The Securities and Exchange Commission recently issued a release regarding charges brought against Eliyahu Weinstein, a twice-convicted fraudster from Lakewood, N.J., and five other individuals for their involvement in a $38 million Ponzi-like scheme aimed at defrauding investors. The fraudulent activities started in November 2021 and continued in 2022, according to the release.
“Over and over, the defendants took money from unsuspecting investors for fake deals and shuffled funds around to pay out earlier investors to give the false impression that they were receiving real profits from those deals, sometimes even concealing Weinstein’s criminal history and involvement in the deals,” Director of the SEC’s New York Regional Office Antonia M. Apps said in the release. “The SEC remains committed to holding accountable those who prey upon innocent investors and conceal the truth about their criminal pasts and schemes.”
The six individuals are charged with the scheme which defrauded approximately 150 investors, the release reported. The scheme involved raising investments for purported deals in healthcare products through entities like Optimus Investments Inc. and Tryon Management Group LLC, while concealing Weinstein's identity and criminal history from investors.
When some of the deals proved unprofitable, the defendants allegedly engaged in a fraudulent scheme to use funds from new investors to pay earlier ones, mischaracterizing these payments as investment returns, according to the release.
Weinstein, the mastermind behind the scheme, is a criminal recidivist with two earlier convictions for fraud and money laundering related to a real estate Ponzi scheme and a fraudulent securities offering, the release said. He was sentenced to 24 years in prison for these schemes, but had his sentence commuted to time served in January 2021.

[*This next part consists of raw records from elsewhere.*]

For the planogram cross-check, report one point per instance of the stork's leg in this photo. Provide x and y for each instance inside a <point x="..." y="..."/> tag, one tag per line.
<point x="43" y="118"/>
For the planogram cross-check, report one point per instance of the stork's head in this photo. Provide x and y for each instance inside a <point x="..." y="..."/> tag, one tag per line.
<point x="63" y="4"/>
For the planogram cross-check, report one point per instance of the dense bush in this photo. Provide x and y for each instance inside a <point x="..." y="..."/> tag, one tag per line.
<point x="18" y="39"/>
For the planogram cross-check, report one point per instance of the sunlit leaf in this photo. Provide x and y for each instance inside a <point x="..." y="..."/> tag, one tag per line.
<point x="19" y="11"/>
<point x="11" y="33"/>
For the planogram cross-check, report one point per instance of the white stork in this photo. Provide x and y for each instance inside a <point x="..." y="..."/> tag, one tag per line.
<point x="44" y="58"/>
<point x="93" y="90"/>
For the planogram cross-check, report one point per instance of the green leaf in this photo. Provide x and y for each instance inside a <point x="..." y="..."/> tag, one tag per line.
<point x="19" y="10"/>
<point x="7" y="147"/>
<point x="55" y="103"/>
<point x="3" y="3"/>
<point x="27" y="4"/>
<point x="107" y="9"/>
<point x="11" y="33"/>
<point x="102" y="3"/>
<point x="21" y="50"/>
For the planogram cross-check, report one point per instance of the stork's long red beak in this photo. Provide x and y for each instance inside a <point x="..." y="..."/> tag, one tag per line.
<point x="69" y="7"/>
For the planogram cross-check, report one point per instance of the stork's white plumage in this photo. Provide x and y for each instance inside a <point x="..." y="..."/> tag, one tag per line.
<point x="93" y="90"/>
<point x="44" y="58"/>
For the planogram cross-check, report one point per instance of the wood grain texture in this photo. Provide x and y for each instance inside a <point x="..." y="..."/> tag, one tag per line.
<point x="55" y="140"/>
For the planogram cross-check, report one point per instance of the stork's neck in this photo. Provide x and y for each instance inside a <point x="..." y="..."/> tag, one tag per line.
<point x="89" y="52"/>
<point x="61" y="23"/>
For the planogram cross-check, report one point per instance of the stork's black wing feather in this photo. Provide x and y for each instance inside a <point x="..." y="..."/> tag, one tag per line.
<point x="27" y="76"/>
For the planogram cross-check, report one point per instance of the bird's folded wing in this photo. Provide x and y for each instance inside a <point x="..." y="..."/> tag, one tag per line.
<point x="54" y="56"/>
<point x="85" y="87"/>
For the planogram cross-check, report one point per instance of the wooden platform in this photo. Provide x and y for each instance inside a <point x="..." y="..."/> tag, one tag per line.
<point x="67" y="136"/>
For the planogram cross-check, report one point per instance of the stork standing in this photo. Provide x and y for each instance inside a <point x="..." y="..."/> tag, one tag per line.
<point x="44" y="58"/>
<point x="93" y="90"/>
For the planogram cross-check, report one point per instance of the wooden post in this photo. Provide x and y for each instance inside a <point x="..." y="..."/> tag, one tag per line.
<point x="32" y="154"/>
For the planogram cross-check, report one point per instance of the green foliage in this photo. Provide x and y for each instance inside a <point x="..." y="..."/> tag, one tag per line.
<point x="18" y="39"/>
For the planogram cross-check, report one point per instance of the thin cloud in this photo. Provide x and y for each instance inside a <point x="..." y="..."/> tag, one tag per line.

The SEC's complaint, filed in the U.S. District Court for the District of New Jersey, alleges violations of the antifraud provisions of the Securities Act of 1933 and the Securities Exchange Act of 1934 by all six defendants, the release reported. The SEC is seeking various remedies against the defendants, including permanent injunctive relief, disgorgement with prejudgment interest, civil penalties, officer and director bars and conduct-based injunctions to prevent future participation in the sale of promissory notes and investment contracts.
The SEC was thankful for the assistance provided by the U.S. Attorney's Office for the District of New Jersey and the FBI in this ongoing investigation, according to the release. The litigation efforts will be led by Jack Kaufman of the New York Regional Office, while the investigation is conducted by Teresa A. Rodriguez, Mary Kay Dunning, Laurel S. Fensterstock, Neil Hendelman and Wendy B. Tepperman, supervised by Tejal D. Shah.
The charges brought against these individuals underscore the severity of their alleged actions and demonstrate the ongoing efforts to maintain the integrity of the financial system, the release said. The case will now proceed to the U.S. District Court for the District of New Jersey, where the defendants will face the consequences of their alleged wrongdoing.